Blog Budget Busters…

So.

Quick one.

I got a mail from the people over at RTE.ie asking me for a couple of “budget-busting” tips for the site for budget day (big one for them, apparently).

I am, of course, as creative as a banana skin. See? Crap metaphor.

So I thought I’d throw it out to you. As bizarre as possible, please as I’m sure the other RTE heads they’re asking will be coming up with the usual “reuse your teabags”, “shop around for petrol” mullarkey.

Suggestions?

🙂

(And yes, I know that’s the British budget box but we don’t have one…)

12 thoughts on “Blog Budget Busters…

  1. -stop giving politicians company cars and people to mind them. I dont get one welcome to the real world.
    – i dont charge the state for sending politicians nonsensical [fit for fire lighters] paper printed crap – how come they can?
    – the state doesn’t pay ‘my pension’ – definitely not a big fat one one anyway. why don’t they make their own contributions!

    if you’re gonna trim the fat – why don’t they start with themselves. And while we’re at it… Yo Enda – yeah Kenny?! I’d say you’d disagree with yourself and the neighbours dog. Put a sock in it, make a decision and take note of the above points.

    At least Sargeant cycles to work and saves the state ‘some’ money…

    Yours sincerely
    peter

    ps coffee’s on if any of you wanna drop around and give me a hand with the business… or does that matter to you. And before you start off – I/ we pay your wages. Work for them!

    aaaaaaaaaaaaah! that feels better [sorry rick! enjoyed that]

  2. Junior ministers, what are they for ?

    Install parking meters at the big carpark they have at the back of Leinster house (I remember when it was a massive garden before they tarmac’ed over it). Everyone else has to pay to park in town so why not them too !

    This might be a bit controversial, but if someones children aren’t living with them in Ireland then why do we pay childrens allowance for these non-resident children….Might reduce the social and family affairs bill a bit !

    Grandad has a fair point, but I think he’s just hanging around until someone arrives to take over…we don’t want to be stuck with the clontarf Chins or the lanky saturday bloke !
    Ever thought of doing some TV rick ??

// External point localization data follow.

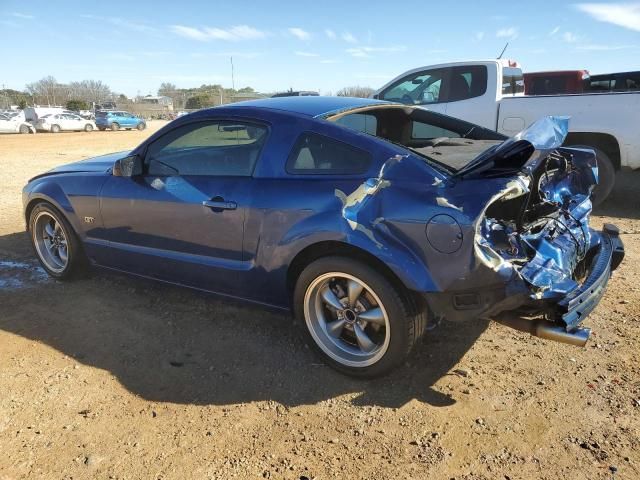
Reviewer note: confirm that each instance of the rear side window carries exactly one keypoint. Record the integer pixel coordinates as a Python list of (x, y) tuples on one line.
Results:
[(315, 154), (210, 148), (467, 82)]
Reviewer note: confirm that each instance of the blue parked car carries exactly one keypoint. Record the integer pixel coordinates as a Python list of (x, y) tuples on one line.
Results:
[(369, 220), (117, 119)]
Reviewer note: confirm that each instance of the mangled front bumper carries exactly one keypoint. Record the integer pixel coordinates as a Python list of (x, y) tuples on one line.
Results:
[(577, 304)]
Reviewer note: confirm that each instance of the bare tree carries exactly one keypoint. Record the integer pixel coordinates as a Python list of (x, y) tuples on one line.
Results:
[(355, 91), (44, 90)]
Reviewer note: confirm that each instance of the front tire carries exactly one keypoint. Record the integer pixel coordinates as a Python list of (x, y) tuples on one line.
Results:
[(55, 243), (354, 317)]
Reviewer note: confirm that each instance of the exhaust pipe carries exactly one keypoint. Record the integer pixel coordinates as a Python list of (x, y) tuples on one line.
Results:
[(548, 330)]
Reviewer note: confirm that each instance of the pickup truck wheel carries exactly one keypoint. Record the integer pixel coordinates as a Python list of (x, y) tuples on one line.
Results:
[(606, 176), (57, 246), (354, 317)]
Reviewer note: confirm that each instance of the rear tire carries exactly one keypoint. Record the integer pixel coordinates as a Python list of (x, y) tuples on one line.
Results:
[(355, 318), (55, 243)]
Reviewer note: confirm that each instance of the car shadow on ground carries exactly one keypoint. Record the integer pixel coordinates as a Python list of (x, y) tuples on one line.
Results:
[(169, 344)]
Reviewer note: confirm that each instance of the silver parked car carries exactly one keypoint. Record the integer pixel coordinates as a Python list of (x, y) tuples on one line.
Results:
[(55, 123)]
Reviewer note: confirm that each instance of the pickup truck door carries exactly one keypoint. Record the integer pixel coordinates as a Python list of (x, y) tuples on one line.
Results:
[(424, 88), (469, 94)]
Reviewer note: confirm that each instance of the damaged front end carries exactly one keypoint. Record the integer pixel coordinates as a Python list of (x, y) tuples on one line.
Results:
[(535, 233)]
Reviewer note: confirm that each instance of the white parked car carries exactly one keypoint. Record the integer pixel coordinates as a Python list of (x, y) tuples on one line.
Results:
[(59, 122), (15, 124), (490, 94)]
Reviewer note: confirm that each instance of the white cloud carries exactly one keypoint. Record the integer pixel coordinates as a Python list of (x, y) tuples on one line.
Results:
[(365, 52), (358, 53), (233, 34), (299, 33), (625, 15), (24, 16), (348, 37), (510, 33), (605, 48), (570, 37)]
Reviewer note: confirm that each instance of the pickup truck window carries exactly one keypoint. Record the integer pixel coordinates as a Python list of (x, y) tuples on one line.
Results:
[(467, 82), (416, 89)]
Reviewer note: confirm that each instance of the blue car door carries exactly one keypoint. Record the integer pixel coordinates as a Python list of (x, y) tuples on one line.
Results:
[(182, 220)]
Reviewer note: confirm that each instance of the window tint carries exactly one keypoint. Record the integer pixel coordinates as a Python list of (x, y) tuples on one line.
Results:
[(361, 122), (219, 148), (316, 154), (467, 82), (417, 89)]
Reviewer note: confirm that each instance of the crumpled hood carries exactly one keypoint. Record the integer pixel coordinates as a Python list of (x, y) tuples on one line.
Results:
[(94, 164), (100, 164), (541, 137)]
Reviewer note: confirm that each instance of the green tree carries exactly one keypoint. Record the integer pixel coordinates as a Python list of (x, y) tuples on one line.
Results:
[(198, 101), (77, 105)]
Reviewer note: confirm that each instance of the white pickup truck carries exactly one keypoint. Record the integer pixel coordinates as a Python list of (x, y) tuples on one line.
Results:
[(490, 93)]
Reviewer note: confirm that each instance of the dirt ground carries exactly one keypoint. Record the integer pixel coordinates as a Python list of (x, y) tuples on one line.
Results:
[(113, 377)]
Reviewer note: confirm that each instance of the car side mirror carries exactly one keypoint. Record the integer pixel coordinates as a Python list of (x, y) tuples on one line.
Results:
[(130, 166)]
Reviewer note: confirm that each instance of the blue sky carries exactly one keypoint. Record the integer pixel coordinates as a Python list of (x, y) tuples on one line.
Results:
[(134, 46)]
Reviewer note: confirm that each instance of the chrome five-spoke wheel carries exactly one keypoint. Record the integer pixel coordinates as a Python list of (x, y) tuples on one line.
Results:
[(51, 242), (347, 319)]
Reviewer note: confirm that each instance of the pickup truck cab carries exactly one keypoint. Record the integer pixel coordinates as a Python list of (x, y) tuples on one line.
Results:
[(490, 93)]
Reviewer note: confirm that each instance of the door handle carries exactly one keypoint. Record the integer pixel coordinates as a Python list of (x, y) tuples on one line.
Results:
[(220, 204)]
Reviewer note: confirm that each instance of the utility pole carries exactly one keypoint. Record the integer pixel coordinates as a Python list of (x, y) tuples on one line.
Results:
[(233, 82)]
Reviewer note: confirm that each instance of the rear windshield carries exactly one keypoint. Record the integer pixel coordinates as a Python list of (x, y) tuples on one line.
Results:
[(443, 141)]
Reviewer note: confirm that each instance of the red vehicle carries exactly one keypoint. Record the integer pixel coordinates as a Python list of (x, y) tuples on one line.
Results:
[(556, 82)]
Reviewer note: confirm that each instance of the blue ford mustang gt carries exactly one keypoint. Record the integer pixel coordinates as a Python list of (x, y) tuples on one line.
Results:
[(369, 220)]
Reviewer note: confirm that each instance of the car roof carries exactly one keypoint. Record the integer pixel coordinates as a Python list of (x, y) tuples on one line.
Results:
[(312, 106)]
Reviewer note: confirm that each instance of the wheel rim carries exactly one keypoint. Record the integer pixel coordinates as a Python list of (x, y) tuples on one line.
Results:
[(346, 319), (51, 242)]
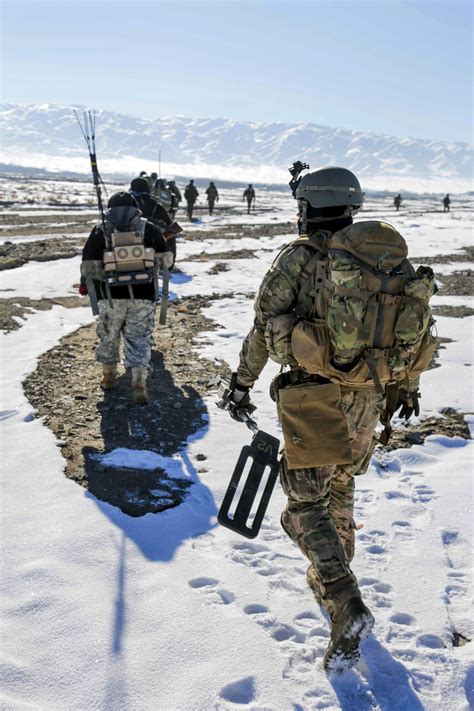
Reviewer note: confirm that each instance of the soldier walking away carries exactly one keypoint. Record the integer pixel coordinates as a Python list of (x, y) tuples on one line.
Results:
[(249, 195), (190, 195), (177, 197), (346, 366), (212, 196), (153, 211), (126, 310)]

  3. It’s that kind of talk that gets passing pedestrians killed Greenink (Well if the readers live in a 4th floor apartment it does anyway)

  4. Students should get on the government’s ass about tv licences. In the UK they will reimburse you 3 months of your 12 month licence if you are not using it i.e. if you’re in student accom and home for the summer. It probably doesn’t work out as that much, but every little helps and all that!

    Bring in your bus receipts and get the few cents. Why should Dublin Bus have all the fun?

    Drive a classic car – no nct, and sweet deals on tax and insurance. Hmm, maybe not. They break down a lot.

    Take a look over your current bills and packages. Phone tariffs for example – can probably be improved upon for value.

    Use your web texts

    Miser, me.

  5. Buy a flask. Fill it with coffee/tea each day and use it instead of take away coffee/tea. Same goes for hip flasks too (great for espresso)

    Keep an eye on free events and attend them. You get a free night out, and if there are serving food, you won’t need to spend it on dinner.

    Learn how to dumpster dive. You might get food, usable planks for a DIY project, usable hard drives and computer equipment to try to things with, or you might get blackmail material to help flesh out your budget.

  6. Don’t wash for a month.

    You’ll save on soap, shampoo, toothpaste, washing powder, underwear. You won’t be allowed on public transport, so you’ll save money there. And no self respecting prostitute will touch your cheesy end, meaning you’ll have to go with the cheap as chips skank bags – saving you more money.

    Oh, and buy Lidl tea bags. Their made by Robt Roberts, I learned that on a factory tour for work once.

  7. Save on electricity bills, tie a string from you bedpost to the toilet seat. In the middle of the night when you have to go, straddle the string and slide your way to the toilet therefore saving several cents.